When asked about her experience growing up Detroit and her current relationship with the city, Cornetta Lane remembered growing up on a block that had “lots of houses and lots of families.” She felt connected to these families and to her neighborhood. When the housing foreclosure crisis hit, however, Cornetta watched “families leave, which meant vacant lots.” She lost the connection she once had with her neighborhood. More recently, Habitat for Humanity has built homes in Core City, and Cornetta sees families returning. Her hope for a new connection to her old neighborhood was apparent.
Robbie Dwight credited Grandmont Rosedale Development Corporation, and the dedicated residents of Grandmont Rosedale with keeping his community relatively stable during the housing crisis. “GRDC saw the problem with vacant homes and worked on a solution with the people in the community.” Robbie did not lose his connection to his neighborhood. In fact, he still stays “super connected. I consider myself lucky to be born and raised in Rosedale Park, not just Detroit.”

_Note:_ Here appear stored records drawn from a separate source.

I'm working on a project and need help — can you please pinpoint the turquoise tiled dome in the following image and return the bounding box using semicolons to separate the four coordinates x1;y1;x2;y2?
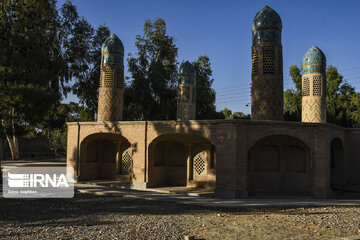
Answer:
252;6;282;31
252;6;282;44
179;61;196;84
302;45;326;73
101;34;124;55
101;34;124;64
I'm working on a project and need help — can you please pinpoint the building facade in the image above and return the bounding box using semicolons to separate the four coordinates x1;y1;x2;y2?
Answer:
251;6;284;121
67;7;360;198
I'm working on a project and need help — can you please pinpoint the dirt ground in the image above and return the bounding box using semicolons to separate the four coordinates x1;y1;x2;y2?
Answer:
0;193;360;240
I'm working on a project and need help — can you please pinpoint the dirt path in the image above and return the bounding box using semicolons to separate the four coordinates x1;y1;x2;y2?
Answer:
0;194;360;240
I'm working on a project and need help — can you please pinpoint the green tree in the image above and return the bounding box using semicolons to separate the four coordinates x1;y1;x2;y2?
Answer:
0;0;101;159
124;18;178;120
284;65;301;121
193;55;217;119
43;102;93;156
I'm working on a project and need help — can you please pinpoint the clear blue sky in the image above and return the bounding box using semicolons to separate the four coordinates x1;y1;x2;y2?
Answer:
58;0;360;113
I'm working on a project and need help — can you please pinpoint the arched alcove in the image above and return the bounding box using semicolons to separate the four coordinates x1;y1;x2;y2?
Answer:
148;134;216;187
248;135;312;195
79;133;132;181
330;138;345;189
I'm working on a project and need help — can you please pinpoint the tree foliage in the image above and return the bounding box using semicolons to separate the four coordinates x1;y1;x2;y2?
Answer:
124;18;178;120
0;0;106;159
193;55;217;119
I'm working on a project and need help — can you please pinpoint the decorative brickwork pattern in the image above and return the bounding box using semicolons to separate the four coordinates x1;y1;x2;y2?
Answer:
302;97;326;123
301;46;326;123
97;34;124;121
302;76;310;96
251;6;284;121
313;75;322;96
263;47;275;74
251;48;259;75
121;148;132;175
116;65;124;89
193;151;207;180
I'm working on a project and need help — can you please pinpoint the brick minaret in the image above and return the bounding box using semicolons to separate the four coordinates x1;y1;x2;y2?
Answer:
97;34;124;122
251;6;284;120
301;46;326;123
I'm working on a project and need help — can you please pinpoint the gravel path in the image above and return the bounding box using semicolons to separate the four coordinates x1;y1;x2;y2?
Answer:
0;193;360;240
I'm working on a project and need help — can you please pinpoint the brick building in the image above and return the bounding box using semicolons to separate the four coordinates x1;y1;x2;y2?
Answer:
67;7;360;198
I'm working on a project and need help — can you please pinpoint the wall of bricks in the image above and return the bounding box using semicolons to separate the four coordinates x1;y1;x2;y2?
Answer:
67;120;360;198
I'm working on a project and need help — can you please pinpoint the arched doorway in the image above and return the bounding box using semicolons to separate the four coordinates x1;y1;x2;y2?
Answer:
330;138;345;189
148;134;216;188
79;133;132;181
248;135;312;195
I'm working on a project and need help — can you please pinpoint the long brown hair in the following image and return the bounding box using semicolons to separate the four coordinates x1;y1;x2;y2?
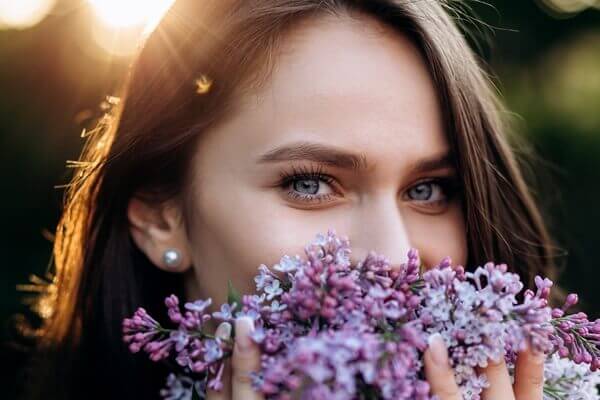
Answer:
17;0;557;399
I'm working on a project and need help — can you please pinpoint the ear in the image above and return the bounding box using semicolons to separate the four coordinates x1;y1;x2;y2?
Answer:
127;196;192;272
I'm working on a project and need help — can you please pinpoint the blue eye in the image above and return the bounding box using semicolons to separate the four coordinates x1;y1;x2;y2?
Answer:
279;167;335;203
408;177;457;208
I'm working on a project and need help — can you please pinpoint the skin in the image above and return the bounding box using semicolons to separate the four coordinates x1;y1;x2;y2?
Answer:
128;10;543;400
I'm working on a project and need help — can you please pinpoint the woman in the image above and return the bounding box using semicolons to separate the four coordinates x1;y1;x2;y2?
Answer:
19;0;564;400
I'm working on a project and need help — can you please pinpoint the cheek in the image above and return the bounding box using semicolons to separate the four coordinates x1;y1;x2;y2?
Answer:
410;205;468;267
190;175;324;298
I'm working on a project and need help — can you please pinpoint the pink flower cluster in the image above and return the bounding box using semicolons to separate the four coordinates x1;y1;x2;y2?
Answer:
123;230;600;400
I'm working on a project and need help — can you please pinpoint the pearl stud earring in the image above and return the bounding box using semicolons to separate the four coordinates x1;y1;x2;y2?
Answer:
163;249;181;268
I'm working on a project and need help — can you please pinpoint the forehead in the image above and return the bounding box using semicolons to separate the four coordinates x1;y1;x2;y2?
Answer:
204;12;448;173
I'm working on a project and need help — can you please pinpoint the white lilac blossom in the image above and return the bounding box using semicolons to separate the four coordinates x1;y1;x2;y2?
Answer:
123;229;600;400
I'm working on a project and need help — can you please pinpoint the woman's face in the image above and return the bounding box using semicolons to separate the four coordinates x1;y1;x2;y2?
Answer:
180;16;467;304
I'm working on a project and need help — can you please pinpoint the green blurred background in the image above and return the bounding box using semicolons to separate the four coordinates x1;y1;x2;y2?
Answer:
0;0;600;398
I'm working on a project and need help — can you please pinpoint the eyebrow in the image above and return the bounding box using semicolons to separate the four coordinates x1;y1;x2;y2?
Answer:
258;141;454;174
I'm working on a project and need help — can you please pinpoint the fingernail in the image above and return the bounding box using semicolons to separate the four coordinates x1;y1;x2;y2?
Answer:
427;333;448;365
235;316;254;351
215;322;231;340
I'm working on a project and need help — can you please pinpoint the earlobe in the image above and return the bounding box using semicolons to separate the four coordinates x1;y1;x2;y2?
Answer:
127;197;191;272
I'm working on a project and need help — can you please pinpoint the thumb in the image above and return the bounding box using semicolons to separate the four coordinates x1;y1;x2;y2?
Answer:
231;316;263;400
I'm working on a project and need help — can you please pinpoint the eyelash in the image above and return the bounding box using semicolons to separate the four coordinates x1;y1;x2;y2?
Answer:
278;165;459;207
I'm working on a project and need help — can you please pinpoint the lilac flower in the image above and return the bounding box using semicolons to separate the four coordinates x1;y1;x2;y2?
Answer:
123;230;600;400
265;279;283;300
160;373;206;400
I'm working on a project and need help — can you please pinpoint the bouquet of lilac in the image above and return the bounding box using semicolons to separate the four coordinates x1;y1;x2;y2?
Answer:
123;229;600;400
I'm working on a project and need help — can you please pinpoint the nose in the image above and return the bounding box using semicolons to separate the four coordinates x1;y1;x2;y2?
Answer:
348;196;412;266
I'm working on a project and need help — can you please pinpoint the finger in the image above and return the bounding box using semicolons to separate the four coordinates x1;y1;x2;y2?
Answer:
206;322;231;400
513;349;546;400
231;317;263;400
478;356;516;400
423;333;462;400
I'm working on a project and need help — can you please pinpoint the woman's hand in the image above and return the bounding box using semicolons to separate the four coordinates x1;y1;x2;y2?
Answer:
424;334;544;400
206;317;263;400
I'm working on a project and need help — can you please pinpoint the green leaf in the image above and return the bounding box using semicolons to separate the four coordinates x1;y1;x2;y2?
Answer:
227;279;242;307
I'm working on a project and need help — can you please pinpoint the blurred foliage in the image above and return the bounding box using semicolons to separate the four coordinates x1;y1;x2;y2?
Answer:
0;0;600;398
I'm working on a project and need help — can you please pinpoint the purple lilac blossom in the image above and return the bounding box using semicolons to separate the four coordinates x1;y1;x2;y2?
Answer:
123;229;600;400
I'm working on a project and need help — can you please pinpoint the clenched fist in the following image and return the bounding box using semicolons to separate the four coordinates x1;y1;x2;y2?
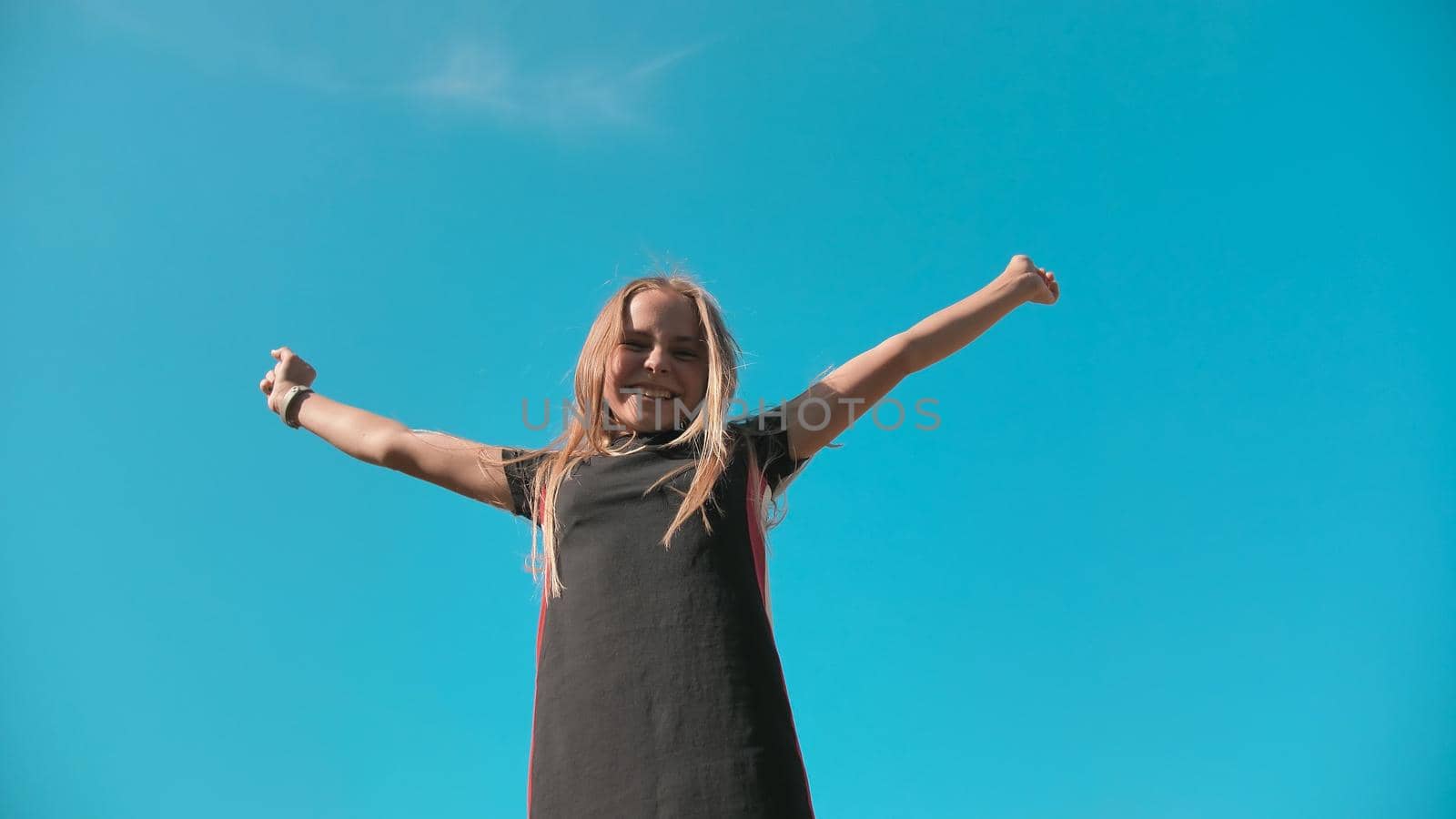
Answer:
258;347;318;414
999;254;1061;305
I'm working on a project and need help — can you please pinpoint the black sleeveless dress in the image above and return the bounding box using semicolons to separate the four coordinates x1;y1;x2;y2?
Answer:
505;415;814;819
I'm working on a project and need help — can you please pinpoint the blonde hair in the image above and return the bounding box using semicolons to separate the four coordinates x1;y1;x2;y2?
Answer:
502;268;743;598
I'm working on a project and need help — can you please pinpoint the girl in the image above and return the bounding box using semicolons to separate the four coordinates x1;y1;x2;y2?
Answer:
258;255;1060;819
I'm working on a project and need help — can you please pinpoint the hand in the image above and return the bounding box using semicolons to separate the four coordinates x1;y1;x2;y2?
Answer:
258;347;318;414
997;254;1061;305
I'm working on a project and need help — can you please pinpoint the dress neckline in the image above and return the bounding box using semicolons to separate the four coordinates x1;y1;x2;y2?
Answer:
612;430;695;446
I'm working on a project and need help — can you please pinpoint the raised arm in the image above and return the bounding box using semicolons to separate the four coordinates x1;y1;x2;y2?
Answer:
784;255;1061;459
258;347;511;511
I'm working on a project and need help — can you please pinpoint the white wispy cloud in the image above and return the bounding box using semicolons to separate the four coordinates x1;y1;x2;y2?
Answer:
75;0;702;130
405;42;701;128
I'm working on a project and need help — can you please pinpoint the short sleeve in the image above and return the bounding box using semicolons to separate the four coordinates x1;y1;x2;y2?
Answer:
731;407;810;499
500;446;549;521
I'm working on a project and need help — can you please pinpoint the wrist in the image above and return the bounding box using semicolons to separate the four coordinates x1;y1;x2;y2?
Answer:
275;383;313;429
992;272;1036;308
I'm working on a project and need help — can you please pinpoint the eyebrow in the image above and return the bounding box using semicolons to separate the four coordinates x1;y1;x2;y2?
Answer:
624;329;704;341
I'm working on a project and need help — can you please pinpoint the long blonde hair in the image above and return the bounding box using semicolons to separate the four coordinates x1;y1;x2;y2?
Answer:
505;269;743;598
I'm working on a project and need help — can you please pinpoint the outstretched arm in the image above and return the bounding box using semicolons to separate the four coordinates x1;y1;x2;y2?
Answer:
784;255;1061;459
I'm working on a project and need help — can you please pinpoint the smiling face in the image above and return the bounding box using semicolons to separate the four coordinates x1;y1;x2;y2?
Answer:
602;290;708;433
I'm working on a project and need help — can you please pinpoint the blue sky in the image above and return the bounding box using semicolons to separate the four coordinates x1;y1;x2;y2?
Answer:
0;0;1456;819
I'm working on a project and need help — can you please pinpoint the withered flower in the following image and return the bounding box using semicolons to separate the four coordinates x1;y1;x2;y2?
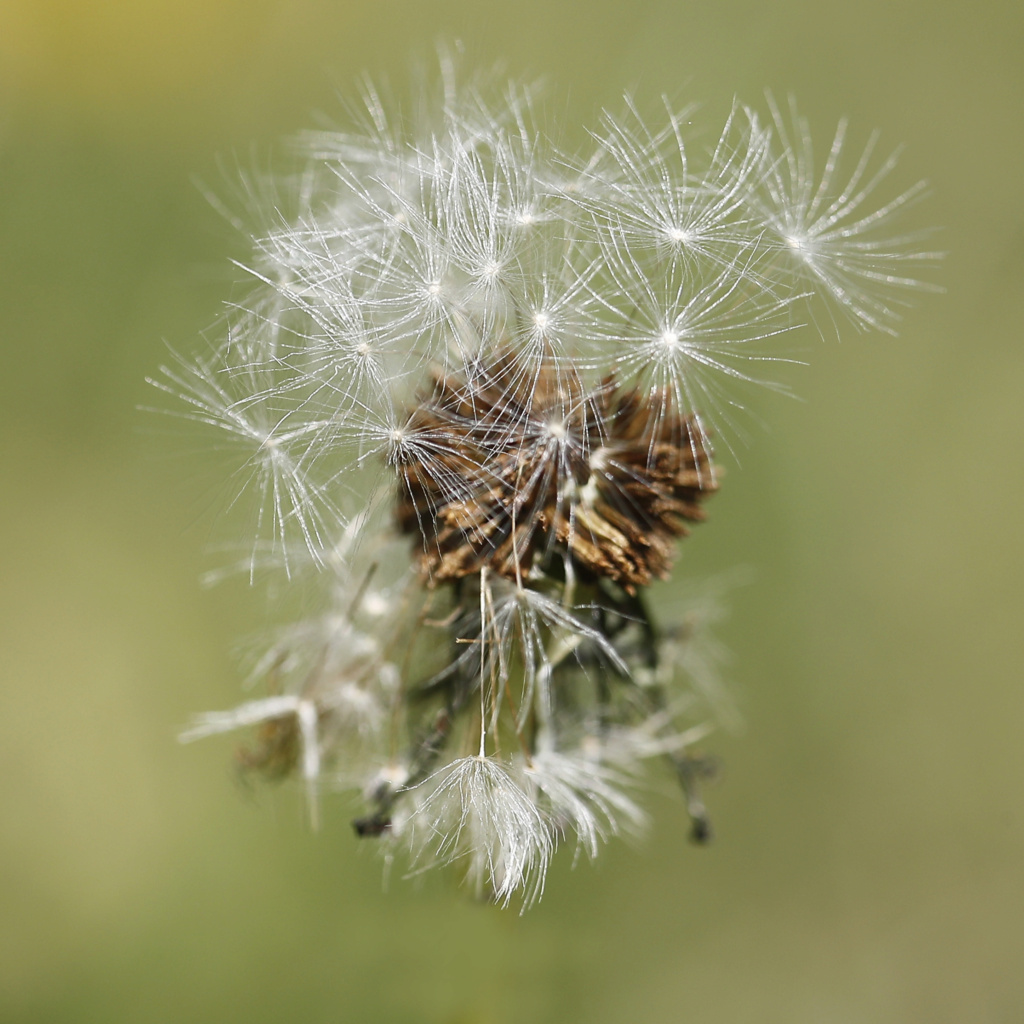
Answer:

Joel Fluent Greene remembered the access he had to downtown businesses as a young person. He remembered particularly fondly a “hip hop shop downtown” and all the places he could go to hear and try out new music, new poetry, and he emphasized that the new people moving to Detroit “need to respect and understand what was here already.” He remembered a lot of hard working people in Detroit who “worked for whatever they got.” Joel summed up by proposing a new perspective on how people new to Detroit might approach the city and its longtime residents: “I didn’t save Detroit; Detroit saved me.”
Cornetta and Robbie echoed Joel’s emphasis. “People from many backgrounds have been here and want to be understood and respected for the work that’s been done,” said Robbie, “and we need to make sure that the poor and old are taken care of in the revitalization.” Cornetta’s neighborhood has been renamed, and she pointed out that “it doesn’t feel good when your neighborhood gets rebranded without input from the people who live there.”
As an example of a new business that has come to Detroit and become an asset to the community, Joel highlighted Always Brewing Detroit: “Always Brewing is a hub in the community. This is how growth happens. Businesses and people need to engage in the communities, search out what’s already going on and ask the people in the communities what they need, and how they can help.” Questions and comments from the audience followed the speakers’ responses and lead to many conversations that went on well past the official end time for the talk.
At the close of the evening, host Ryan Barrett reminded the audience that the aim of the series is to “challenge the narrative that Detroiters have wasted time and money, that nothing has been happening – the blank slate theory. We want to tell our own stories using our own outlets.” If the crowd at Always Brewing is any indication, people are very interested in hearing the Detroiters who were here.